Day three: Teotihuacán and the afternoon question
Day three was the day trip to Teotihuacán. The pyramids of the Sun and Moon are about 50 km north of CDMX. Getting there independently: Metro to Terminal Norte (roughly 60 minutes from Roma), then the Autobuses del Norte bus to San Juan Teotihuacán (about 45 minutes, 60 MXN). Total time door-to-door: 2–2.5 hours. Or a guided tour that picks you up from your hotel and takes roughly the same time but handles everything.
One thing I did not know: you cannot climb the pyramids. Since 2024, climbing has been permanently prohibited to protect the structures. You walk around and between them, which is still impressive — the Avenue of the Dead stretches 2 km and the scale becomes apparent on foot. The site is vast and flat; wear comfortable shoes and sun protection. I arrived at the gates at 9 am (avoiding the 11 am–2 pm heat crush).
The archaeological site itself costs 100 MXN. There are several entry gates — Gate 1 is closest to the Pyramid of the Moon, Gate 3 to the Pyramid of the Sun. Most tours enter through Gate 1.
Teotihuacan early morning access half-day tourBack in CDMX by 2 pm. Afternoon: walked through San Ángel (Saturdays only for the Bazar del Sábado arts market — check dates if this applies to you), then a final taco crawl through Condesa. The taco at Tacos Hola! on Amsterdam — pastor with pineapple, 25 MXN each — was the one I thought about on the flight home.
What surprised me about Mexico City
The food is dramatically better and cheaper than I expected. A bowl of pozole at a market stall: 80 MXN. A proper sit-down lunch (comida corrida: soup, main, drink): 120–180 MXN. A taco al pastor: 20–30 MXN. You can eat extraordinarily well in CDMX on a tight budget.
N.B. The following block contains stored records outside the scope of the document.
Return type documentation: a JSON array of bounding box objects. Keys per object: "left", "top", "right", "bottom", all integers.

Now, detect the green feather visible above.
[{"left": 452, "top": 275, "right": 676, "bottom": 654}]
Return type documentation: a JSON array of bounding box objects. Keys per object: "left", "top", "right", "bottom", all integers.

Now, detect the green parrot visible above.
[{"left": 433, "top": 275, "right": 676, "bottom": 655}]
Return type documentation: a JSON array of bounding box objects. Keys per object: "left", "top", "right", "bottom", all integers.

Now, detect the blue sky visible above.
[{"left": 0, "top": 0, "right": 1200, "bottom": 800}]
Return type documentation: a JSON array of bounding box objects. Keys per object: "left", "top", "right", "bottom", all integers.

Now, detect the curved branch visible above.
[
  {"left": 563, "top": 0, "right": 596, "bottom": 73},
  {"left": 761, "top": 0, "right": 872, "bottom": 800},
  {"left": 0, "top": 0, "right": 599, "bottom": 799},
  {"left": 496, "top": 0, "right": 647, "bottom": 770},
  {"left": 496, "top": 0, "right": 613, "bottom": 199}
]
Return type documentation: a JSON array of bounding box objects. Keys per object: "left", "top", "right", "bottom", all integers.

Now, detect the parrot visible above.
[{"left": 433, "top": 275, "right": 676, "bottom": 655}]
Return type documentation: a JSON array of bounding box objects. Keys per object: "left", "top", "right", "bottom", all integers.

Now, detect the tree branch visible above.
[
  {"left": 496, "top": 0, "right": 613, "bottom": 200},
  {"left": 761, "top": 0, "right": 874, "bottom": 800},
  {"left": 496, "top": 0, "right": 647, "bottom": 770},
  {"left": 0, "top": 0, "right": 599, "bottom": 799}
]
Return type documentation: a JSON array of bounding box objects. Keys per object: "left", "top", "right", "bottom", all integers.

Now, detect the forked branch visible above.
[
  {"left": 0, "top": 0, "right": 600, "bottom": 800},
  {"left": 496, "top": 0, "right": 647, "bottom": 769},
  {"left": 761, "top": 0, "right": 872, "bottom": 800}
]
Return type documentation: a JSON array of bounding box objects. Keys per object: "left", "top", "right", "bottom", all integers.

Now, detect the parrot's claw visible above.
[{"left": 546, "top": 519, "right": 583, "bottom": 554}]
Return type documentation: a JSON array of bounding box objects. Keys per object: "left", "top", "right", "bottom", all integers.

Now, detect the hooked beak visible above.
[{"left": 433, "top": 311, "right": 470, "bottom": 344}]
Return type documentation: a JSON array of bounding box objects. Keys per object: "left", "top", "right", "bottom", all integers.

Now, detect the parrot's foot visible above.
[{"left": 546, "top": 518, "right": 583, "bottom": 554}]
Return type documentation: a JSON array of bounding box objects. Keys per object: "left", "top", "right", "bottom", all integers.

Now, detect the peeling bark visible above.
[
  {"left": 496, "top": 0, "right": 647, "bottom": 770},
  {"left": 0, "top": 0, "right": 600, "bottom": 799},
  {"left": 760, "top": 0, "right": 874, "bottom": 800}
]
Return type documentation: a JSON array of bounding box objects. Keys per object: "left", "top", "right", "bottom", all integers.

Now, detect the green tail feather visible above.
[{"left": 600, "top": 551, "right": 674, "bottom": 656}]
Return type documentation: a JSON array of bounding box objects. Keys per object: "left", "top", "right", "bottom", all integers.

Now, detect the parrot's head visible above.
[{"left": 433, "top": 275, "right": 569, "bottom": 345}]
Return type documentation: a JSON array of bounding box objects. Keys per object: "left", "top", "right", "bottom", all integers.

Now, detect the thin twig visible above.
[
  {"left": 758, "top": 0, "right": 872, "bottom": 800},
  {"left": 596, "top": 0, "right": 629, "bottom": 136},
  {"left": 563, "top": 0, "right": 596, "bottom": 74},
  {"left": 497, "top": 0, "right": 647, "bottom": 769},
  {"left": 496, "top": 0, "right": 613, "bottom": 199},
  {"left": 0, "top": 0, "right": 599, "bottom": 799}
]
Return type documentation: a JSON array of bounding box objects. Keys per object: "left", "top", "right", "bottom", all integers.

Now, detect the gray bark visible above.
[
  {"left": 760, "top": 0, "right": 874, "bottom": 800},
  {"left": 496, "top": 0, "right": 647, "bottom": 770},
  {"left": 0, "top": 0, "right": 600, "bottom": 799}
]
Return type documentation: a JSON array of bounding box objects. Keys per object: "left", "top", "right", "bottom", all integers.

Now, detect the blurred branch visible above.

The safety situation is not what the news headlines suggest. In Roma, Condesa, Coyoacán, Polanco, and the historic centre during the day, I felt as comfortable as in any major European city. I used the Metro (busy, a bit chaotic, no issues), walked at night in Roma, and ate at 1 am street stands. The honest safety guide for 2026 covers the neighbourhoods that do require caution — there are genuine no-go zones, but they are not where tourists typically are.
The altitude is real but manageable. Headache on day one morning, breathlessness on stairs for two days, and that was it. I stayed hydrated and did not attempt intense exercise until day two. The altitude guide has practical detail.
Three days is not enough. The city is massive — with 22 million people in the metro area, it is one of the largest urban areas on earth. I covered maybe 5% of what I wanted to see. The 4-day or 5-day itinerary would have been more honest for a first visit.
The three things I would do differently
- Book the Frida Kahlo Museum weeks in advance. It sells out, especially on weekends.
- Stay in Roma Norte rather than near the airport. Some hotels near Terminal 1 market themselves to transit passengers; they add 40 minutes of Uber rides to everything.
- Build in one afternoon of nothing. The city moves at its own pace. Sitting at a terrace café in Condesa watching people pass is an activity in itself.
Practically speaking
- Cash: keep 500–1,000 MXN on you at all times. Cards work at restaurants in Roma and Condesa, rarely at taquerías and markets.
- Tap water: do not drink it. Buy purified water (garrafón) from the hotel or OXXO (5–10 MXN for 600 ml). The tap water guide explains what is and is not safe.
- Apps: Uber and DiDi are essential. Never take an unmarked taxi from the street.
- Spanish: even a few phrases help. English is common in tourist areas, less so on the Metro or at market stalls.